Between 20th September and 5th October 2021, we conducted an online, descriptive and cross-sectional study across 12 universities in Uganda.
Study area and setting
The study was conducted in Uganda. There are currently 54 universities in Uganda turning out over 40,000 graduates annually. However, only 12 universities offer health professional courses with an estimated population of 10,000 students. These include both private and public medical schools and they are Makerere University (MAK), Mbarara University of Science and Technology (MUST), Busitema University (BU), Kabale University (KU), Gulu University (GU), Kampala International University (KIU), King Caesar University (KCU), Uganda Christian University (UCU), Muni University, Soroti University, Lira University, and Islamic University in Uganda (IUIU). MAK, GU, BU, MUST, Muni, Kabale and Soroti are public universities whilst the rest are private.
All undergraduate students, 18 years or older, from year 1 to year 5 of study pursuing a health profession program at any of the above-mentioned universities. Programs included were Bachelor of Medicine and Surgery (MBChB), Bachelor of Biomedical Sciences (BSB), Bachelor of Nursing/Midwifery (BSN/MW), Bachelor of Pharmacy (BPHARM), Bachelor of Dental Surgery (BDS), Bachelor of Medical Radiography (BMR), Bachelor of Science in Anesthesia (BSA), among others.
A sample size of 420 participants was calculated using the modified Kish—Leslie formula for infinite population, with a prevalence of 50%, margin of error of 5% at 95% confidence interval, and a 10% non-response rate.
The independent variables included were sex, age, year of study, university of study, type of university ownership and program of study. Dependent variables included questions on students’ awareness about research, attitudes, anticipated motivational factors and barriers for research involvement.
Data collection tool:
The questionnaire used had 33 questions and was adopted from previously validated questionnaires by Sayedalamin et al (19) and Lloh et al (20).It consisted of 5 sections as below:
Section l. Had 7 Questions about participants' demographics.

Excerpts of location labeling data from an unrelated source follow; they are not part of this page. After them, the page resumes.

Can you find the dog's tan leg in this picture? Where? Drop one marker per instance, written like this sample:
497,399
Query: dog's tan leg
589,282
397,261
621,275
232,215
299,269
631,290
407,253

Section II. Had 10 questions assessing for participants' awareness about Research
Section III. Had 9 questions, assessing for participants' attitudes towards research.
Section IV. Had 3 questions, assessing for participants'perceived motivational factors and benefits for engaging in research.
Section V. Had 4 questions, assessing for participants' perceived barriers for research involvement and intentions of doing research as a career.
Data collection procedure
Data was collected by convenience sampling method. The link to the online questionnaire was sent to eligible participants via WhatsApp groups and personal inboxes plus email addresses. It was a self-administered questionnaire written in simple English for effective understanding by the participants.
The questionnaire was pre-tested among 15 undergraduate students from the College of Veterinary Medicine, Makerere University, and the identified corrections necessary were made before administering the tool to the final study participants. The questionnaire had check points that ensured that only completed forms could be submitted, and that each articipant could submit only one response form, hence excluding duplication of responses from participating more than once.
Data management and analysis
Upon completion of data collection, entries were downloaded. Data cleaning and coding were done using Microsoft Excel 2016 and coded data exported to STATA 15.0 for analysis. Demographic characteristics, awareness, barriers, benefits, and motivational factors to participate in research were first summarized as in tables with frequencies and percentages for categorical variables and mean and standard deviation for numerical variables. Attitude was summarized on a figure format. Associations between independent and dependent variables were assessed using Chi-square or Fisher’s exact tests for categorical data and Mann-Whitney U test for numerical data. Multivariable logistic regression was performed adjusting for all important confounders. Results were presented as adjusted odds ratio (aOR) and 95% confidence interval (95%CI). A p<0.05 was considered statistically significant.